Rubber Band Trading Strategy

The Rubber Band trading method is a simple but powerful contrarian/mean-reversion stock trading approach that is simple to learn and trade. It seeks to identify points in the market that are overbought or oversold and are likely to revert to the mean. For this approach, some traders utilize Keltner Channels or Bollinger Bands, while others use momentum oscillators.

What is the Rubber Band Trading Strategy?

Experience has proven that the price of a security, like any other time series, has a central tendency. This means that after moving sufficiently away from the mean in any direction, the price tends to revert to it. It is important to note that the price’s tendency to mean-revert is independent of whether it is ranging or trending, and it is unaffected by trend direction. When the price is overextended to the upside or downside in an uptrend, it tends to revert to its rising moving average (moving averages are useful to define the trend). The same thing happens when its moving average falls in a downtrend or is flat in a range market.

To trade this method, you must have a contrarian mindset – as Warren Buffet put it, you must look to buy when the market appears beaten and depressed, and aim to sell when excitement is high and everyone is optimistic about the market. In other words, buying chances arise when there is too much negative sentiment and individuals are losing hope and withdrawing from the market.

Rubber Band Strategy Equity Curve
Rubber Band Strategy Equity Curve

Rubber Band Trading Strategy

The Keltner Channel is a popular indicator for trading this method. The most common configuration is 20 periods with a 10-period ATR (average true range). When the price trades over the upper band of the Keltner Channel, there is a likelihood that it will reverse and fall back to the mean, but in some circumstances, it will fall much lower and reach the lower band.
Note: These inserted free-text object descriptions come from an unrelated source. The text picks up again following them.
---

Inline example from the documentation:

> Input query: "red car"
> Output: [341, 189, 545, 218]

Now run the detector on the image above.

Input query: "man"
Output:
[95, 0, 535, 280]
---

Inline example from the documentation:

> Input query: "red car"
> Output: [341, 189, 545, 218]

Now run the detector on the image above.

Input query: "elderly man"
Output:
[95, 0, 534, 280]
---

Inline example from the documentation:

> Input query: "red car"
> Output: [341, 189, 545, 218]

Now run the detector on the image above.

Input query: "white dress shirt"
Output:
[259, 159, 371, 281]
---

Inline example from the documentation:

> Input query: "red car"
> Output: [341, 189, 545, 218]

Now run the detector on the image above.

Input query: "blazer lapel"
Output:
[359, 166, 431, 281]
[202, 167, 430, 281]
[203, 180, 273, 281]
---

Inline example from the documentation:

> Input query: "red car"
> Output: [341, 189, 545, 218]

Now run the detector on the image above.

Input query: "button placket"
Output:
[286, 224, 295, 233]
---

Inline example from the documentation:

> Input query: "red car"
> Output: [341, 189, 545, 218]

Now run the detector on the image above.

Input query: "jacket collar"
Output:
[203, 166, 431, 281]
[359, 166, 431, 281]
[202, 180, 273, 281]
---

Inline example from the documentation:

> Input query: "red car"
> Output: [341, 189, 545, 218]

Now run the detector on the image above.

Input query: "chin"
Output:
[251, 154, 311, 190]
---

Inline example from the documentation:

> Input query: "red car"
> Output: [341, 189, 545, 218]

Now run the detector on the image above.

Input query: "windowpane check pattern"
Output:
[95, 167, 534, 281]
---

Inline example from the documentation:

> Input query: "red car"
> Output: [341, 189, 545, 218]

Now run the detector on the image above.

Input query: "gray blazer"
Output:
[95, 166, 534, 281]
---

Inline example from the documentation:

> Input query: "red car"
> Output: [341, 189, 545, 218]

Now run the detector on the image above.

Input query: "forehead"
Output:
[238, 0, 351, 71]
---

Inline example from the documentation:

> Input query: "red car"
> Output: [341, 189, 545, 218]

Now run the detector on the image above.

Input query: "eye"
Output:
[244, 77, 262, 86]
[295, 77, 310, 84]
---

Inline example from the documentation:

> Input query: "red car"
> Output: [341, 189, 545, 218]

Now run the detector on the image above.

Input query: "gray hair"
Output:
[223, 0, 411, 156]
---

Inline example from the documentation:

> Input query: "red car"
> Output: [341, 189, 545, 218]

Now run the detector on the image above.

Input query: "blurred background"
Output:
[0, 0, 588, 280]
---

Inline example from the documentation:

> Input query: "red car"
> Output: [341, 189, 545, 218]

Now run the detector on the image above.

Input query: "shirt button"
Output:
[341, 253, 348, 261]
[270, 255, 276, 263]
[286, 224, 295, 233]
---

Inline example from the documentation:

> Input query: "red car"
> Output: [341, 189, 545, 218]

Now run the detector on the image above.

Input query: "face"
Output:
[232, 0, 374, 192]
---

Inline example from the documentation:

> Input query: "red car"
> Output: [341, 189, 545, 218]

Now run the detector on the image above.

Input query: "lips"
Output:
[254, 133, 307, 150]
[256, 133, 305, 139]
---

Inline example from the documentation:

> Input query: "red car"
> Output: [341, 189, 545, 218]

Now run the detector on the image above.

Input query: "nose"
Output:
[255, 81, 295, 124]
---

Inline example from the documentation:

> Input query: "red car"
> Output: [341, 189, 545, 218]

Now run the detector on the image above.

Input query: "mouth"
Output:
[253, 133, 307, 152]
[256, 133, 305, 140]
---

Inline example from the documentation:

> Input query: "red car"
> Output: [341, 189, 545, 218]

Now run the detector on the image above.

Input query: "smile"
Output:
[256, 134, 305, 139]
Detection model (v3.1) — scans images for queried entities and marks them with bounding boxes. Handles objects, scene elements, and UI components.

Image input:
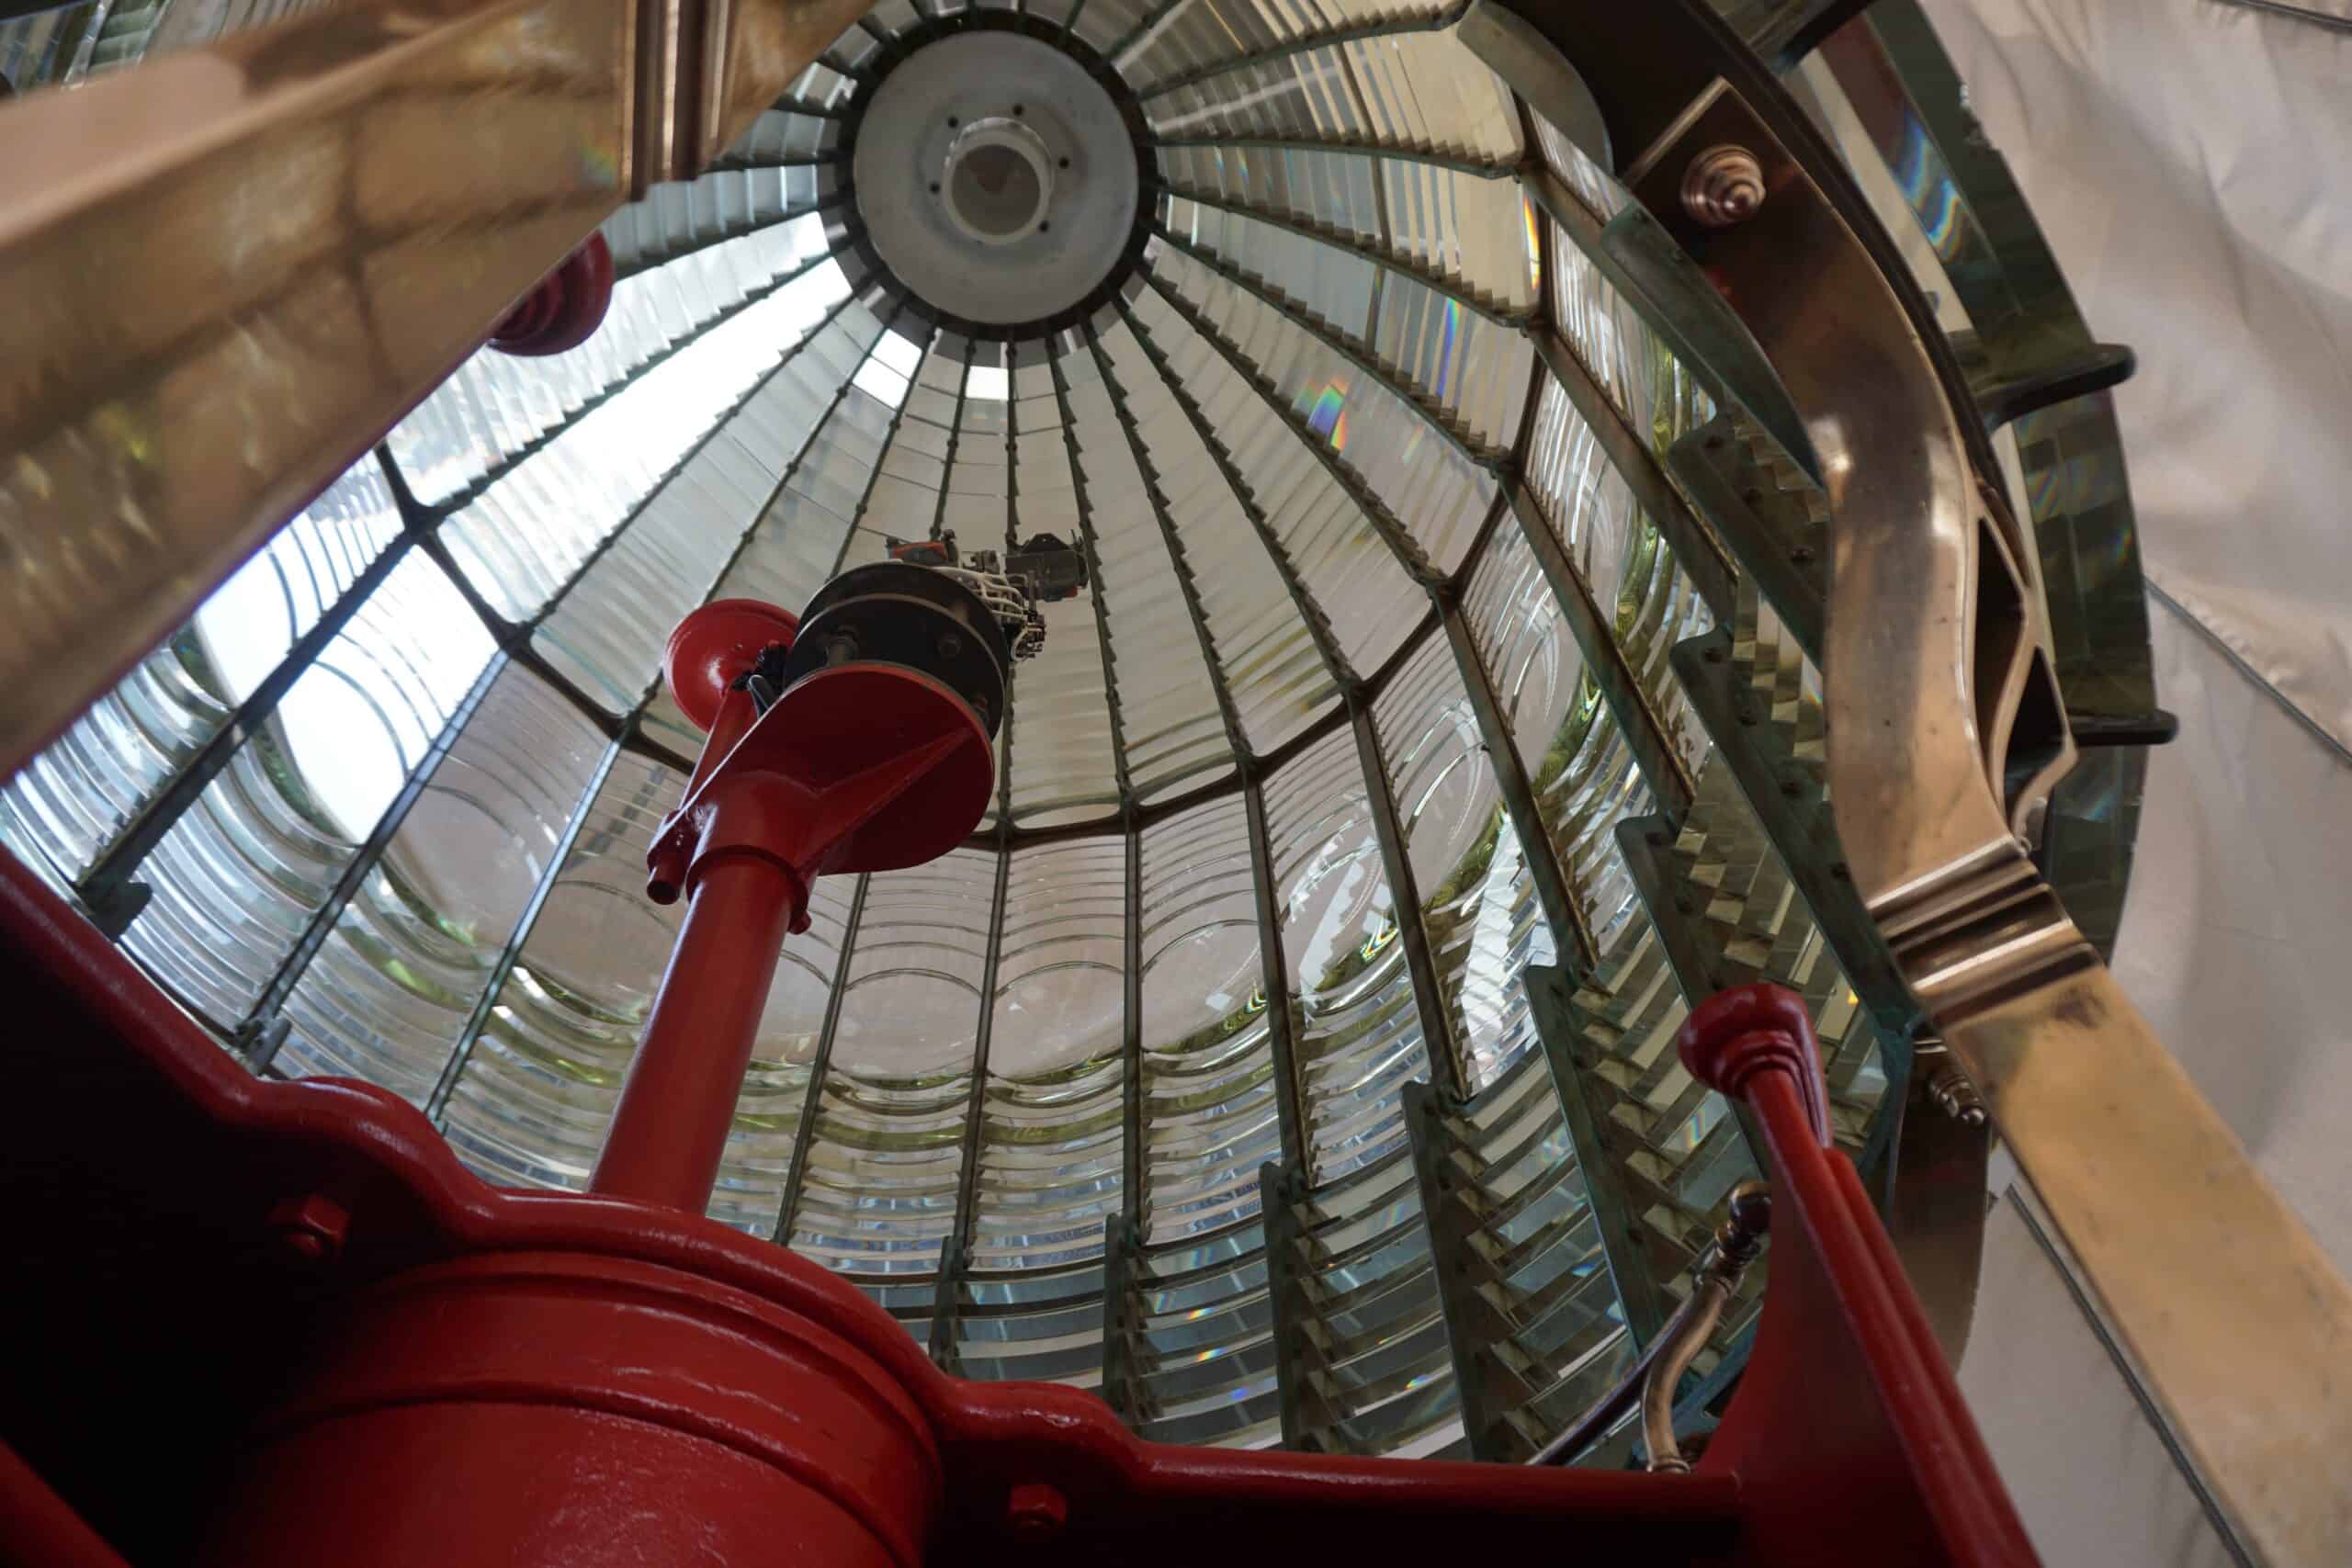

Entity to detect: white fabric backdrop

Similarly, if the price falls below the lower band of the Keltner Channel, it is likely that it will reverse and rise to the mean, or possibly go higher and reach the upper band.
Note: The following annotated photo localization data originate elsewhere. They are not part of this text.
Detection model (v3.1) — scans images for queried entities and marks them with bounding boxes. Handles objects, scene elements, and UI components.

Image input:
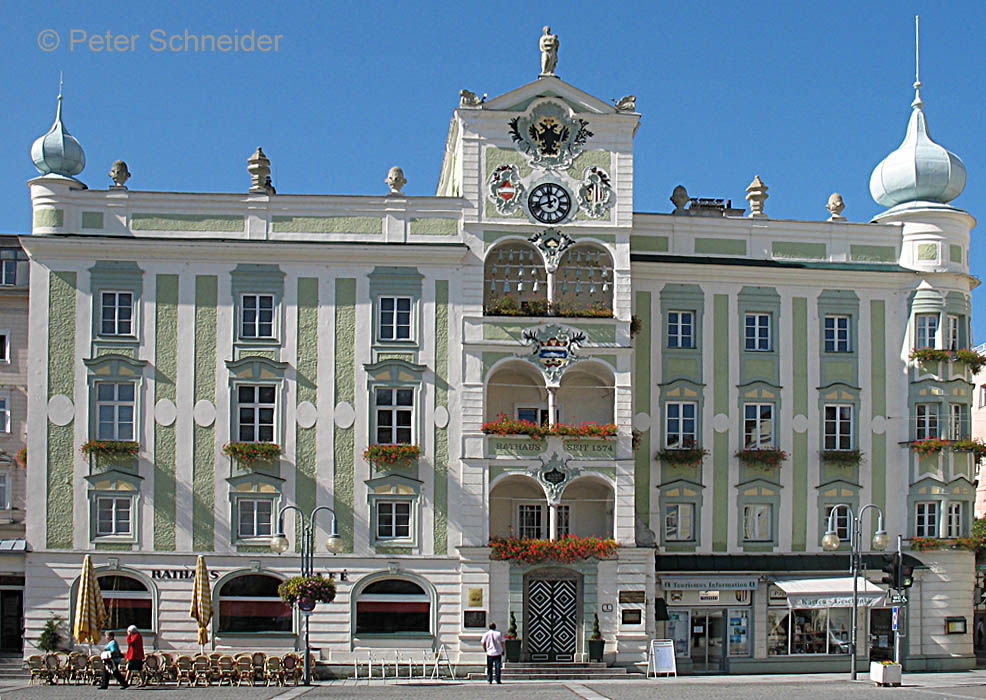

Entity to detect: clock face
[528,183,572,224]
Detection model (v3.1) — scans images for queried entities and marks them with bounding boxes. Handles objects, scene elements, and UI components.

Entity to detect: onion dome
[30,88,86,178]
[869,49,965,208]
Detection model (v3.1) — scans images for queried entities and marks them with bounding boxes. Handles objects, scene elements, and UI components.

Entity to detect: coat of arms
[507,102,593,170]
[521,324,587,383]
[577,166,615,218]
[487,164,525,215]
[528,228,575,272]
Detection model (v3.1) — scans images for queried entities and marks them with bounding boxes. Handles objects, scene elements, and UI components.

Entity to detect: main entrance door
[690,609,725,673]
[526,578,577,661]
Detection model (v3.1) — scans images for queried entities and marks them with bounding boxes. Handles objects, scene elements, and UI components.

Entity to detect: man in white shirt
[480,622,505,684]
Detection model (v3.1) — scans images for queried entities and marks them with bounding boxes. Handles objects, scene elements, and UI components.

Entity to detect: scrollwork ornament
[577,166,615,218]
[527,228,574,273]
[487,164,525,215]
[507,101,592,170]
[520,323,587,384]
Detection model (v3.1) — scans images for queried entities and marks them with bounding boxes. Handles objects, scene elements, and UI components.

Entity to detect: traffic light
[901,565,914,588]
[881,553,900,588]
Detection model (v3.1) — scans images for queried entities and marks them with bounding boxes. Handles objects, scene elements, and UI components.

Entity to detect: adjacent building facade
[21,36,978,672]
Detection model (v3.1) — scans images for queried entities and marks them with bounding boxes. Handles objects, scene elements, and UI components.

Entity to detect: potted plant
[38,613,64,652]
[504,610,522,662]
[587,613,605,662]
[277,574,336,611]
[869,659,902,686]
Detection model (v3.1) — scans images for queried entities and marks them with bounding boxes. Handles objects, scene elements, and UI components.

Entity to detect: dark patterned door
[527,578,577,661]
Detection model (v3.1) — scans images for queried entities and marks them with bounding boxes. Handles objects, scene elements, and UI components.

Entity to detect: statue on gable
[539,26,559,77]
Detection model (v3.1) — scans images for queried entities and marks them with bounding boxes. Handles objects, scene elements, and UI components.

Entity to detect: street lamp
[822,502,888,681]
[271,505,343,685]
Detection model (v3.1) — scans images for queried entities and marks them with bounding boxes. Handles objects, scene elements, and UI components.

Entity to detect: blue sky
[3,1,984,339]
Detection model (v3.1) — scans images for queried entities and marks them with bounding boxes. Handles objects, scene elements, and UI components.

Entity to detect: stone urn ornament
[385,166,407,194]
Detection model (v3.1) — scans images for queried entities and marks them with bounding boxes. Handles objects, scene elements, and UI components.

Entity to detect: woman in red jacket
[125,625,145,686]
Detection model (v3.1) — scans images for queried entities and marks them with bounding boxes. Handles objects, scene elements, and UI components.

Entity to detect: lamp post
[821,502,889,681]
[271,505,344,686]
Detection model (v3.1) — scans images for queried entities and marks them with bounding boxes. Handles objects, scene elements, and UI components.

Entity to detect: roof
[0,538,28,553]
[656,553,925,572]
[631,253,912,273]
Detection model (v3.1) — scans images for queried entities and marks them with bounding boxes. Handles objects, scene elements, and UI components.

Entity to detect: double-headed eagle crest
[507,102,593,170]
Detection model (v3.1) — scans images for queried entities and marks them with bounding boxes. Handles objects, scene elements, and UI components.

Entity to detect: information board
[647,639,677,678]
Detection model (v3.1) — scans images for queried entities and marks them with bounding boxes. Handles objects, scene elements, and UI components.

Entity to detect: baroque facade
[21,36,978,673]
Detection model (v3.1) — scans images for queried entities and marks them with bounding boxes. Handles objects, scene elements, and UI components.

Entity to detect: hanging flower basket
[655,447,708,467]
[15,447,26,469]
[735,448,787,468]
[278,574,336,608]
[363,443,421,468]
[80,440,139,458]
[489,535,618,564]
[222,441,281,464]
[819,449,863,467]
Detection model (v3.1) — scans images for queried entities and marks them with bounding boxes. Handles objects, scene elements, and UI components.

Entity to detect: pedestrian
[99,630,129,689]
[125,625,145,686]
[481,621,504,684]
When using the Keltner Channel, the buy setup comes when the price is trading below the channel’s lower band. That is, the price bar opens and closes below the bottom channel. To confirm a potential bullish reversal, it may be advisable to wait for a reversal candlestick pattern, such as the hammer or an inside bar. However, like with everything things, this must be backtested. Profit could be targeted in the middle band, which represents the average, or just before the upper band. A sell setup happens when the price is trading over the upper band. A bearish reversal candlestick, such as a shooting star or an inside bar, may aid in the confirmation of a likely bearish reversal. Profit could be targeted in the middle band or immediately before the lower band.

What indicators are appropriate for Rubber Band strategies?
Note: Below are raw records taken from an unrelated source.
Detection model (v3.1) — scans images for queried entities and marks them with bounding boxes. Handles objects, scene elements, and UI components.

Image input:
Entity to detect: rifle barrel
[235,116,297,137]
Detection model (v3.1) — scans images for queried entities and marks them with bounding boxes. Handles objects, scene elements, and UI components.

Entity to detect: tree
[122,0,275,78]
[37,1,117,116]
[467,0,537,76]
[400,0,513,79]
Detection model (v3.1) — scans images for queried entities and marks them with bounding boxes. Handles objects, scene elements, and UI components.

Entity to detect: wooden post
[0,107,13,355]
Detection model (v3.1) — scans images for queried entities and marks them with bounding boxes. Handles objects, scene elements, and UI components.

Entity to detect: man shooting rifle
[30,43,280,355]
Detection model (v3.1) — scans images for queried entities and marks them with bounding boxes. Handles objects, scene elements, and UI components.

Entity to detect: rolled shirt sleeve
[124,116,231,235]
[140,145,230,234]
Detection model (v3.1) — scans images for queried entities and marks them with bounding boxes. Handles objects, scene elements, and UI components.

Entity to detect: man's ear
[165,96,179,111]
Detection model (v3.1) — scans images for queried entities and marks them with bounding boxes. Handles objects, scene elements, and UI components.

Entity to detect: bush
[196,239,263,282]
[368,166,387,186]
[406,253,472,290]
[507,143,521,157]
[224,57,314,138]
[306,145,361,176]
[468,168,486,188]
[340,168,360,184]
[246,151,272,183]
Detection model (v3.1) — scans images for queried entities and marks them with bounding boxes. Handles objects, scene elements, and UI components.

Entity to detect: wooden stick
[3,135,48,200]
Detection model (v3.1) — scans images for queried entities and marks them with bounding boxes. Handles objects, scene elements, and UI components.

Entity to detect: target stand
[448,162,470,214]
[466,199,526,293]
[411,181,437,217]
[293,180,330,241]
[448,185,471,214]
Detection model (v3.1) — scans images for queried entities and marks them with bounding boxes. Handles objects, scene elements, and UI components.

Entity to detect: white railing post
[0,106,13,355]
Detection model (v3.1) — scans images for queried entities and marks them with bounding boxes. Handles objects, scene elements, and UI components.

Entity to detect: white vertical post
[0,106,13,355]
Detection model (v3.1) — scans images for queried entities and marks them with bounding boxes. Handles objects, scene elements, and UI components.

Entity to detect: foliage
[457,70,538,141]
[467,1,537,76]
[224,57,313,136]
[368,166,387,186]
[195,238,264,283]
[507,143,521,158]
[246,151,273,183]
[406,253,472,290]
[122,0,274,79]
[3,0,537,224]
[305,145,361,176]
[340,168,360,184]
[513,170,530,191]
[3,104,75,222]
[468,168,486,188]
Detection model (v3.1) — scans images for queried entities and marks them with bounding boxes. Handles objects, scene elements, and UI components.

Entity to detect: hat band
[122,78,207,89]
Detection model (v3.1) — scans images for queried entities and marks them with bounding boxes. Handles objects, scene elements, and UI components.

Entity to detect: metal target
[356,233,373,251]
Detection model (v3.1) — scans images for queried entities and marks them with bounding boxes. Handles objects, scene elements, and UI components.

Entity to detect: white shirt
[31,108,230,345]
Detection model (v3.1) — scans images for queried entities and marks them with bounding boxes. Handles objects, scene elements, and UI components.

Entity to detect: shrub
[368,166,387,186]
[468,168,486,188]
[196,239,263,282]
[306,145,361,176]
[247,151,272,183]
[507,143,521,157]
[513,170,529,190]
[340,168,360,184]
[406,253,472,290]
Rubber Band techniques employ indicators that can display the price’s mean values as well as when the price is stretched in the upward direction (overbought) or in the downward direction (oversold). You can utilize the following indicators with this strategy:

Keltner Channel

The Keltner Channel (KC) is a technical indicator composed of volatility-based bands (or channels) placed above and below a moving average. The standard deviation or the average actual range can be used to calculate volatility. Price movement above the upper band indicates an overbought market, while price movement below the lower band suggests an oversold market.

Keltner Channel for Rubber Band Strategy
Keltner Channel for Rubber Band Strategy

Bollinger Bands

Developed by John Bollinger, the Bollinger Bands are a volatility-based technical indicator. It is used to identify overbought (when the price is above the upper band) and oversold (when the price is below the lower band) circumstances in a market.

Bollinger Bands for Rubber Band Strategy
Bollinger Bands for Rubber Band Strategy

A moving average combined with a technical trading oscillator

A moving average is used to illustrate the mean values of prices, while an oscillator is used to determine when the market is overbought or oversold.

Moving Average and Oscillator for Rubber Band Strategy
Moving Average and Oscillator for Rubber Band Strategy

Conclusion

Because the rubber band method is based on mean reversion, it works best with equities. Other assets, such as gold and commodities, are significantly more difficult to trade with these systems.